BigBand M-CMTS for DOCSIS 3.0

BigBand Networks offers the most economical method for cable operators to provide subscribers with dramatically higher broadband speeds. The BigBand Modular-CMTS is the ideal way to accommodate emerging trends such as delivery of video over DOCSIS®, while fending off the threat posed by telecom carriers intending to offer television services. The BigBand platform, in conjunction with DOCSIS 3.0 channel bonding, enables a feasible business model for providing bandwidth far beyond what is possible with traditional solutions.

The BigBand M-CMTS solution uses DOCSIS 3.0 downstream channel bonding to offer broadband speeds in excess of 100 Mbps, at costs close to those traditionally associated with single digit access speeds. Best of all, the BigBand M-CMTS can be the perfect bridge between current CMTS platforms and future DOCSIS 3.0 capabilities.

A modular CMTS has disaggregated functionality for best-of breed performance, splitting DOCSIS MAC processing from RF QAM signaling. Improvements in economics are achieved because disaggregation enables less expensive QAM platforms to be utilized. Consequently, cable operators can increase access speeds and lower capital expenses.

The BigBand Cuda, already deployed in multiple networks worldwide, is at the core of the BigBand M-CMTS. The BigBand Cuda is a multi-service future-proof platform differentiated from other CMTS products by its carrier-class robustness and outstanding RF performance. The innovative design of the Cuda allows it to be seamlessly upgraded to a full M-CMTS architecture. The platform's DOCSIS 2.0 cards, for example, require no hardware changes to support DOCSIS 3.0 downstream channel bonding.

BigBand Networks' long-established edge QAM platforms provide RF signaling functionality, the other key building block of an M-CMTS. Up to 24 QAM channels are supported in highly modular platforms that feature hot-swappable QAM modules, a hot-swappable six fan assembly and interchangeable power supplies.

Unique to the BigBand M-CMTS is the ability to provide higher access speeds to subscribers without requiring them to replace legacy modems, while also simultaneously supporting channel bonding.

Another way that the BigBand M-CMTS demonstrates its flexibility is by allowing a cable operator to configure the ratio of upstream to downstream paths. The broad array of ratios available on the BigBand M-CMTS spans 2 x 8 through 8 x 8, enabling an operator to maximize utilization of network infrastructures.

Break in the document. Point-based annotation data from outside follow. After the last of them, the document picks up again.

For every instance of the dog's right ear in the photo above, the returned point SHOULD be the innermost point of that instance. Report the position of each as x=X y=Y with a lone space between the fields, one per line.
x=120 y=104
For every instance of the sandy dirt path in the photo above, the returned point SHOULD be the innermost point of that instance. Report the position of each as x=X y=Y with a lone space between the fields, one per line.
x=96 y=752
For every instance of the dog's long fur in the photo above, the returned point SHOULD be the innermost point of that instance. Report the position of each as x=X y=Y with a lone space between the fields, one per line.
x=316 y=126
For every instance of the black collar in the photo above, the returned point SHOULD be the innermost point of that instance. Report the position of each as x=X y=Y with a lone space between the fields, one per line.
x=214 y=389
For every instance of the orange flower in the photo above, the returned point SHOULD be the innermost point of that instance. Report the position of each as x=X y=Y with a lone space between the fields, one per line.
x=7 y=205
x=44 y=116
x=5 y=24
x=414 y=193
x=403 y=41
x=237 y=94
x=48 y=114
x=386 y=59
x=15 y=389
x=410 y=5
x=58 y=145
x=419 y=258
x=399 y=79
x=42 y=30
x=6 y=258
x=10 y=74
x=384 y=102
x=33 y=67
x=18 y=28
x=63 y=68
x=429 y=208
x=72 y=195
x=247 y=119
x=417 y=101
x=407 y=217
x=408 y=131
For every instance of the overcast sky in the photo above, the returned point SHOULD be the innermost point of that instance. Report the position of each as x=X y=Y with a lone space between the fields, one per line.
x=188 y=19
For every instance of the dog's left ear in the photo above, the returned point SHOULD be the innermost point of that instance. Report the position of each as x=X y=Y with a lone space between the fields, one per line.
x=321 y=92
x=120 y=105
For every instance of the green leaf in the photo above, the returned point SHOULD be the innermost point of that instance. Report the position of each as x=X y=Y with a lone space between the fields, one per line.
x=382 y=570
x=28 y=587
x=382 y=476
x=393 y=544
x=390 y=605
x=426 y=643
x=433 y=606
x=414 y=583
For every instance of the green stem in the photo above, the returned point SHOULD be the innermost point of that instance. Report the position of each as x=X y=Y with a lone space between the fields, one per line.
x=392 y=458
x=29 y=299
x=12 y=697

Unique M-CMTS Architecture

The BigBand M-CMTS is the best way for a cable operator to evolve seamlessly from current DOCSIS 2.0 CMTS capabilities to a full DOCSIS 3.0 implementation. For example, the DOCSIS 2.0 cards used on the current BigBand Cuda already support many DOCSIS 3.0 functions, including downstream channel bonding. This allows an operator to deploy the BigBand Cuda now to meet current networks needs, with assurances that the platform can be field-upgraded to satisfy future requirements.

Existing 2 x 8 DOCSIS cards on the BigBand Cuda each support two MAC domains. In an M-CMTS environment the same cards support 4 x 40Mbps per MAC domain, for a total of 320Mbps per card. Although capacity is quadrupled, the cost per bit of delivering video, voice and data services is reduced to a fraction of current costs.

The BigBand Edge QAM, a uniquely modular platform originally designed for switched services such as VOD (video on demand) and switched broadcast provides RF modulation functionality. Up to 24 channels are supported in this compact chassis.

The BigBand M-CMTS employs the DEPI (Downstream External PHY Interface) protocol to enable communications between the BigBand Cuda and BigBand Edge QAM. Standard Gigabit Ethernet provides both a data path for DOCSIS frames and a control path for management. Synchronization between the two platforms is maintained using DTI (DOCSIS Timing Interface) signaling from a DOCSIS timing generator.

Towards DOCSIS 3.0 and Beyond

Disaggregation of QAMs in an M-CMTS environment also introduces the opportunity for different services to be allocated to edge resources based in real-time capacity requirements. For example if, at a given moment, many more viewers want to watch a movie on-demand than want to swap home videos, QAMs allocated to other services can be reassigned to VOD traffic. UEQs (universal edge QAMs) will enable capacity to be dynamically re-assigned to the services that need it most.